¹Department of Hepatobiliary Surgery, The First Affiliated Hospital of Jinan University, Huaqiao Hospital, Guangzhou, 510630, People’s Republic of China; ²Department of Hepatobiliary Surgery, Baotou Medical College, Inner Mongolia University of Science and Technology, Baotou, 014010, People’s Republic of China

*These authors contributed equally to this work

Correspondence: Wenjing Fu, Department of Hepatobiliary Surgery, The First Affiliated Hospital of Jinan University, Huaqiao Hospital, Guangzhou, 510630, People’s Republic of China, Email [email protected] Kangshou Liu, Department of Hepatobiliary Surgery, The First Affiliated Hospital of Jinan University, Huaqiao Hospital, Guangzhou, 510630, People’s Republic of China, Email [email protected]
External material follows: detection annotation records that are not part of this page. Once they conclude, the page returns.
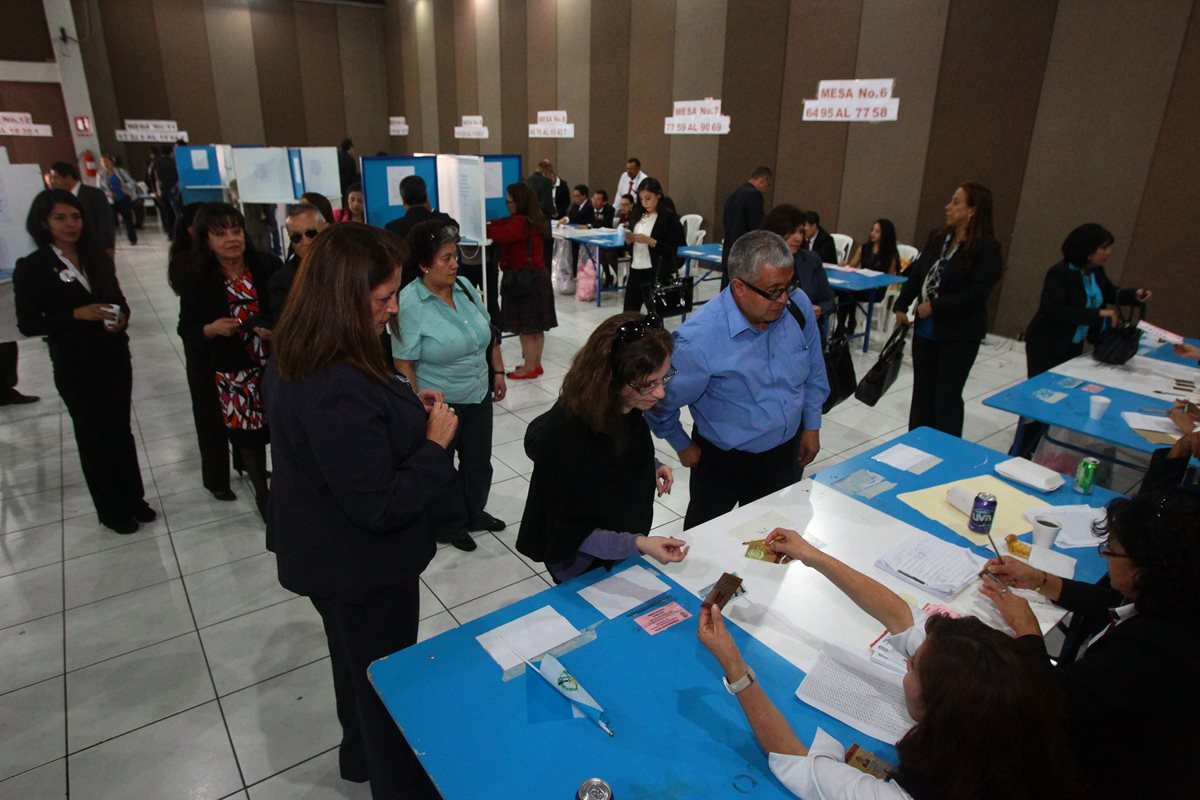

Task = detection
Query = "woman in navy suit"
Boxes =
[13,190,157,534]
[265,222,457,799]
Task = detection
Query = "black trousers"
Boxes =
[432,392,492,542]
[0,342,17,397]
[908,336,979,437]
[54,347,145,522]
[184,342,229,492]
[310,578,440,800]
[683,429,804,529]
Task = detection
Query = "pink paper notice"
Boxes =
[634,602,691,636]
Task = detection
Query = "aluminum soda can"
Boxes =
[1075,456,1100,494]
[575,777,612,800]
[967,492,996,534]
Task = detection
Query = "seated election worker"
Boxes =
[983,489,1200,798]
[517,313,686,583]
[697,529,1079,800]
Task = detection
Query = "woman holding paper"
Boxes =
[517,313,686,583]
[266,222,457,800]
[982,489,1200,798]
[697,528,1078,800]
[1025,222,1151,378]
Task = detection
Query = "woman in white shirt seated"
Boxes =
[698,529,1078,800]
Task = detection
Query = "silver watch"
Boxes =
[721,666,757,694]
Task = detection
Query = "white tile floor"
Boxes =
[0,231,1025,800]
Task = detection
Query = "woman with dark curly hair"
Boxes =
[517,313,686,583]
[697,528,1078,800]
[983,489,1200,798]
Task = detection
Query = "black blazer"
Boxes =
[79,184,116,249]
[12,247,130,365]
[895,230,1002,342]
[264,363,455,602]
[179,253,282,372]
[1025,260,1138,377]
[1020,579,1200,798]
[721,182,763,269]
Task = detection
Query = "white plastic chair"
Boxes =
[829,234,854,263]
[679,213,704,245]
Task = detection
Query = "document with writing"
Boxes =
[875,534,986,597]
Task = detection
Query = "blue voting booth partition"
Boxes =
[362,156,438,228]
[174,144,226,204]
[484,154,522,219]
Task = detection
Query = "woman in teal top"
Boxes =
[391,221,506,551]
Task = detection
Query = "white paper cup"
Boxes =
[1033,517,1061,548]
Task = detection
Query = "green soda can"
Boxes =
[1075,456,1100,494]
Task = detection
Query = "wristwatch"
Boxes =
[721,666,756,694]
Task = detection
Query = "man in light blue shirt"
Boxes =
[646,230,829,528]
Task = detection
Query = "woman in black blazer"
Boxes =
[266,222,457,798]
[983,488,1200,799]
[1025,222,1151,378]
[13,190,157,534]
[625,178,685,311]
[179,203,280,518]
[895,184,1001,437]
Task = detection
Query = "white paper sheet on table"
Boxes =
[578,565,671,619]
[796,644,913,744]
[871,444,942,475]
[1025,505,1104,547]
[475,606,580,669]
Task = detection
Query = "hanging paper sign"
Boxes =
[803,78,900,122]
[662,97,730,134]
[125,120,179,133]
[116,130,187,144]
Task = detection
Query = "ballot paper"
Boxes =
[871,444,942,475]
[580,565,670,619]
[475,606,580,670]
[796,644,914,744]
[875,534,986,599]
[1025,505,1104,547]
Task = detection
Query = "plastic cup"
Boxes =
[1033,517,1061,547]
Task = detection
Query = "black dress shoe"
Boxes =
[450,535,479,553]
[133,501,158,522]
[467,511,508,534]
[100,517,138,534]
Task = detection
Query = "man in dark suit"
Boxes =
[721,167,773,289]
[384,175,458,288]
[50,161,116,258]
[804,211,838,264]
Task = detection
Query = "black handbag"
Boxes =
[821,316,858,414]
[646,275,694,318]
[854,325,908,407]
[1092,303,1145,365]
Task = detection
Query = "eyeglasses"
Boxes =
[288,228,320,245]
[617,314,662,344]
[738,278,800,302]
[629,367,678,395]
[1096,540,1132,559]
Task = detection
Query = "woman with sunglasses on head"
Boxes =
[697,528,1079,800]
[391,219,508,552]
[12,190,157,534]
[625,178,688,311]
[179,203,280,519]
[982,488,1200,798]
[517,313,688,583]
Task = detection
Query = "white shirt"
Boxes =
[50,245,91,294]
[629,212,659,270]
[617,169,649,204]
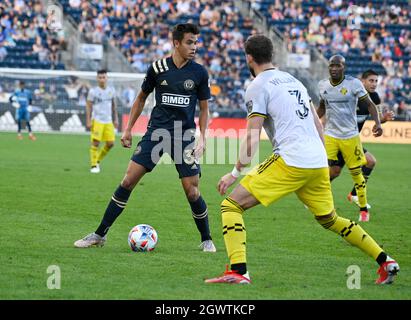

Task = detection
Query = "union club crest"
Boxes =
[245,100,253,113]
[184,79,194,90]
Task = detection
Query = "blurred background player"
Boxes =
[334,69,394,209]
[206,35,399,284]
[317,55,382,221]
[86,70,118,173]
[10,80,36,141]
[74,23,216,252]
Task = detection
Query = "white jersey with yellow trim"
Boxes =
[87,86,116,123]
[318,75,368,139]
[245,69,328,168]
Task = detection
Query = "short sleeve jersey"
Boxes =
[141,57,210,131]
[318,75,368,139]
[245,69,328,168]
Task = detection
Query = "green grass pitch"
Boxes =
[0,133,411,300]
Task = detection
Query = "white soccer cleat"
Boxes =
[199,240,217,252]
[74,232,107,248]
[90,165,100,173]
[204,267,251,284]
[375,258,400,284]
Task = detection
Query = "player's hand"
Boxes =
[372,124,382,137]
[381,111,395,122]
[194,138,206,160]
[120,130,132,148]
[217,172,237,195]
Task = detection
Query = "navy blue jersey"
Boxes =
[141,57,210,131]
[10,88,32,110]
[357,92,381,132]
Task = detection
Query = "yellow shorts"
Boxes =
[90,120,116,141]
[324,135,367,168]
[240,154,334,216]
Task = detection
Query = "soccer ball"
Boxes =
[128,224,158,252]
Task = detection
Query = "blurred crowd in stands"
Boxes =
[249,0,411,117]
[0,0,65,69]
[0,0,411,117]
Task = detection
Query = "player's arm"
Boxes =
[313,99,325,119]
[310,101,325,145]
[217,116,265,195]
[358,94,383,137]
[86,99,93,129]
[194,100,210,159]
[111,98,118,128]
[121,64,156,148]
[121,90,150,148]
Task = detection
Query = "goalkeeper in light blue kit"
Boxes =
[10,81,36,141]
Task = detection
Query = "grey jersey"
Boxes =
[318,75,368,139]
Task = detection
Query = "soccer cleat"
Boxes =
[74,232,107,248]
[90,164,100,173]
[358,211,370,222]
[199,240,217,252]
[347,192,371,209]
[204,265,251,284]
[375,260,400,284]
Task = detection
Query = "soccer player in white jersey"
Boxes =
[205,35,399,284]
[86,70,118,173]
[317,55,382,222]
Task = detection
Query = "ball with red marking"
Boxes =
[128,224,158,252]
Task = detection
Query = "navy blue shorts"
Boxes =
[131,132,201,179]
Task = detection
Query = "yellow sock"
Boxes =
[350,167,367,208]
[90,145,98,167]
[97,145,110,162]
[221,197,246,265]
[317,212,384,260]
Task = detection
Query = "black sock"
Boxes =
[376,252,387,265]
[95,185,131,237]
[231,263,247,274]
[189,196,211,241]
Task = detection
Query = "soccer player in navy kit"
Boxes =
[74,23,216,252]
[10,81,36,141]
[332,69,394,208]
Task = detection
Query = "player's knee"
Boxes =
[106,141,114,149]
[315,210,338,229]
[330,166,341,180]
[184,187,200,202]
[220,197,244,214]
[366,156,377,169]
[121,175,137,190]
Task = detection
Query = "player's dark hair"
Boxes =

Background: Sorafenib was the standard systemic therapy for advanced hepatocellular carcinoma (HCC) for over a decade, but has largely been replaced by immunotherapy–based combinations. Current international guidelines recommend atezolizumab plus bevacizumab (A+T) or durvalumab plus tremelimumab (Dur/Tre) as first–line regimens for unresectable HCC. In the 5–year update of IMbrave150, A+T achieved an objective response rate (ORR) of 30% and a 5–year overall survival (OS) rate of 19%. In the Phase III HIMALAYA trial, Dur/Tre produced an ORR of 20%. By contrast, single–agent tyrosine kinase inhibitors (TKIs) such as sorafenib or lenvatinib yield a median OS of only 10– 14 months. Median OS with locoregional therapies alone—transarterial chemoembolization (TACE), hepatic arterial infusion chemotherapy (HAIC) and selective internal radiation therapy (SIRT)—range from 8 to 24 months, depending on baseline tumor burden and liver function. Even among responders to immune checkpoint inhibitors (ICIs), only 40– 50% maintain durable responses; meanwhile, patients may also experience adverse events of varying severity, highlighting a substantial unmet need. Early–phase studies suggest that combining SIRT with systemic therapy can increase ORR to 40– 60% while keeping grade 3– 4 toxicities below 15%. Therefore, beyond survival, health–related quality of life (HRQOL) and treatment burden should be incorporated as key endpoints to evaluate the real–world trade–off between disease control and treatment burden.
Conclusion: This case indicates that, even with traditional relative contraindications, such as a high lung–shunt fraction (LSF) and low tumor–absorbed dose⁠ (TAD), SIRT may still serve as an “antigen–release platform”, providing a foundation for sequential targeted therapy and immunotherapy, enabling deep remission in advanced HCC and creating conditions to maintain or improve HRQOL.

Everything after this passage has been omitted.